Steven Kurtz, an art professor at the State University of New York at Buffola, is one of the current practitioners of BioArt, which uses living matter as an art medium. He gained special media attention by being the focus of a bioterrorism investigation 2004-2008. In May 2004, police responded to an emergency call by Kurtz (his wife had died due to heart failure), and got suspicious about the laboratory equipment in his home. Kurtz used this equipment to prepare a performance (“Free Range Grain“), which allowed participants to test food for the presence of genetically modified organisms. He was temporarily arrested, being suspected for bioterrorism (which nowadays in the US carries prison sentence for up to 20 years). These charges were soon turned into mail and wire fraud charges, because of – in fact harmless – bacteria that University of Pittsburgh geneticist Robert Ferrell had sent to Kurtz. This April, Kurtz was cleared from all charges. (Ferrell was coerced to plead guilty to misdemeanor charges and fined.)
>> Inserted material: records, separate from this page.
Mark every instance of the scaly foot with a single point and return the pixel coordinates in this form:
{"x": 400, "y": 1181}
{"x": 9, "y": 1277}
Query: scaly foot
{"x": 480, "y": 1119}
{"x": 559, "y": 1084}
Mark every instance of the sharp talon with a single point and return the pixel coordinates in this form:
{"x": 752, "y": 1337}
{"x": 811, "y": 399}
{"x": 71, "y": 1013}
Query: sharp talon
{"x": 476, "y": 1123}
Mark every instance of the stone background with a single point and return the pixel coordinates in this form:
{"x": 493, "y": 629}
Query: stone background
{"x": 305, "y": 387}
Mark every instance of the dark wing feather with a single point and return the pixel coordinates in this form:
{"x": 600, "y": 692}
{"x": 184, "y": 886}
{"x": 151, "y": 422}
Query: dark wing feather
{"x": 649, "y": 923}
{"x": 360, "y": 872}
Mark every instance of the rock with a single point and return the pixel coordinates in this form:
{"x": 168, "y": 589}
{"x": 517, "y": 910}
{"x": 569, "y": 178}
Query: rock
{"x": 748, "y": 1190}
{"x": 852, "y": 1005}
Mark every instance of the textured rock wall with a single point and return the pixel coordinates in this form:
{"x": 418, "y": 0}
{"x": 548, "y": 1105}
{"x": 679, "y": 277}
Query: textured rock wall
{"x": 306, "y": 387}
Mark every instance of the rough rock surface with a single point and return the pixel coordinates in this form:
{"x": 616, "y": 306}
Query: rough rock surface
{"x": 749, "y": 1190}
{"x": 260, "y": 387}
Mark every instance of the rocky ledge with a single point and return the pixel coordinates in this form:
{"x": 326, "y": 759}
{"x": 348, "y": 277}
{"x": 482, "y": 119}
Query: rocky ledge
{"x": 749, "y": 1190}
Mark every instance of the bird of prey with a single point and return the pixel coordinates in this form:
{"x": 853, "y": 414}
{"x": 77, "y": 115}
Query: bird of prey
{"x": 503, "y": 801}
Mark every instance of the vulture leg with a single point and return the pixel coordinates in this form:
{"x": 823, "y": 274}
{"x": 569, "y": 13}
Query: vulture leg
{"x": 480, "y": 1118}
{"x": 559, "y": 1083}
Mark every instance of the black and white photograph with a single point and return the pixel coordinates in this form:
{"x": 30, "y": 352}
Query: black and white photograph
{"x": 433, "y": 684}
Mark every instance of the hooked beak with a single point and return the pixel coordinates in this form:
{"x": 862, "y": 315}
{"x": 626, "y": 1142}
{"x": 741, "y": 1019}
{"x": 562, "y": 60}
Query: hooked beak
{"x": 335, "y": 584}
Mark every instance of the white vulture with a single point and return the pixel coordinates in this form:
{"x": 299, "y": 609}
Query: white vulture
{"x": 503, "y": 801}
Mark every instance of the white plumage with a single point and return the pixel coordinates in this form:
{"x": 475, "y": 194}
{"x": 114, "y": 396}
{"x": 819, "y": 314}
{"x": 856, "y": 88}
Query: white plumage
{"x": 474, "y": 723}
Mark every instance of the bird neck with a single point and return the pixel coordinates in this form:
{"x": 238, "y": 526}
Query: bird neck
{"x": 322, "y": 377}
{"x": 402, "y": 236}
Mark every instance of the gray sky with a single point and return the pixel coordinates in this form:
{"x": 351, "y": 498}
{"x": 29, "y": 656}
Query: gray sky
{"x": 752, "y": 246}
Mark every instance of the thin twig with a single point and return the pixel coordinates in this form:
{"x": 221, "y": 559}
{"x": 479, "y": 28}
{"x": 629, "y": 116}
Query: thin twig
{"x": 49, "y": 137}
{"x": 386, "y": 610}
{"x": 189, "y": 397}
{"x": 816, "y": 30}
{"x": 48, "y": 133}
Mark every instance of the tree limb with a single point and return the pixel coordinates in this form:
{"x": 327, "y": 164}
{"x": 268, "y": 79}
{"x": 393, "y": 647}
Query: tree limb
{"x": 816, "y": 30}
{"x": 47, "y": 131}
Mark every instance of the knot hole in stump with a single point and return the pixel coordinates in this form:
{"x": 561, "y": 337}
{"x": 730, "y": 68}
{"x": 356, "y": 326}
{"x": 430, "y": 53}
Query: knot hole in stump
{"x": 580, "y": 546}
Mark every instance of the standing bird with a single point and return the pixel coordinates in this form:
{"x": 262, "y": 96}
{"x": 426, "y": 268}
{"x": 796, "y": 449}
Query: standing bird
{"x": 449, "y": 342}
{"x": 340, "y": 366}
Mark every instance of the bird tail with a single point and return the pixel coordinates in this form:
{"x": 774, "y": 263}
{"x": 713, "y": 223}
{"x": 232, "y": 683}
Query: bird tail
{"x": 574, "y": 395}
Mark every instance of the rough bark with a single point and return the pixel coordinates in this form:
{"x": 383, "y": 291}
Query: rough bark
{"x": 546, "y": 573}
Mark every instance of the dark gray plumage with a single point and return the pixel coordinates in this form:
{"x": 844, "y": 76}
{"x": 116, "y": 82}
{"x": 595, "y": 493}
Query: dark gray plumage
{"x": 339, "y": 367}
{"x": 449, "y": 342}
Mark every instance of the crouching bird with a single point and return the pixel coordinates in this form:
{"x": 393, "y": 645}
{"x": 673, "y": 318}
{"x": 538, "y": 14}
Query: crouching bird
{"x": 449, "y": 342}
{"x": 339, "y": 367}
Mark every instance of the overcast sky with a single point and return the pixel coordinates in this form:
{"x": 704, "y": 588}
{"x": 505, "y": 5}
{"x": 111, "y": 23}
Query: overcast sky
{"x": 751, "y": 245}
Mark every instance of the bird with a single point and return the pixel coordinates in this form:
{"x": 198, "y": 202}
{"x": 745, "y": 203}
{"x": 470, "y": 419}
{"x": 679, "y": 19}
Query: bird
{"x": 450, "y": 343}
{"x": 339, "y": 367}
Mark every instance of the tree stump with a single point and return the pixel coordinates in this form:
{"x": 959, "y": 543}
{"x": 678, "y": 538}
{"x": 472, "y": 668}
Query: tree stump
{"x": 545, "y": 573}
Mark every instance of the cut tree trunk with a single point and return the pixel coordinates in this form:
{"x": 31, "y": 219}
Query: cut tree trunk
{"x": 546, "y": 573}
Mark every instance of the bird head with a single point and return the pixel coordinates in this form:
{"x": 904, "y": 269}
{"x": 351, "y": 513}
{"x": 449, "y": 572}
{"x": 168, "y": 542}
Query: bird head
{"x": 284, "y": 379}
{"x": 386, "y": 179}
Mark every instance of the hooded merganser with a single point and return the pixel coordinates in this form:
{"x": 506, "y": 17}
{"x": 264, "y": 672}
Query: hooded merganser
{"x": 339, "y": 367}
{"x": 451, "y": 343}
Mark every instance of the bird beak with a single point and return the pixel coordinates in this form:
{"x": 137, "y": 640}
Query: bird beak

Kurtz is a founding member of the Critical Art Ensemble. Check out their BioArt projects reflecting on modern genetics, biotechnology, and reproduction, such as Flesh Machine, Society for Reproductive Anachronisms, Cult of the New Eve, and GenTerra. Some of Kurtz’s BioArt work touches upon war and military research: project Marching Plague involved throwing benign bacteria at guinea pigs, referencing a British military experiment. The recent installation Immolation shows the effects of incendiary weapons on human skin samples.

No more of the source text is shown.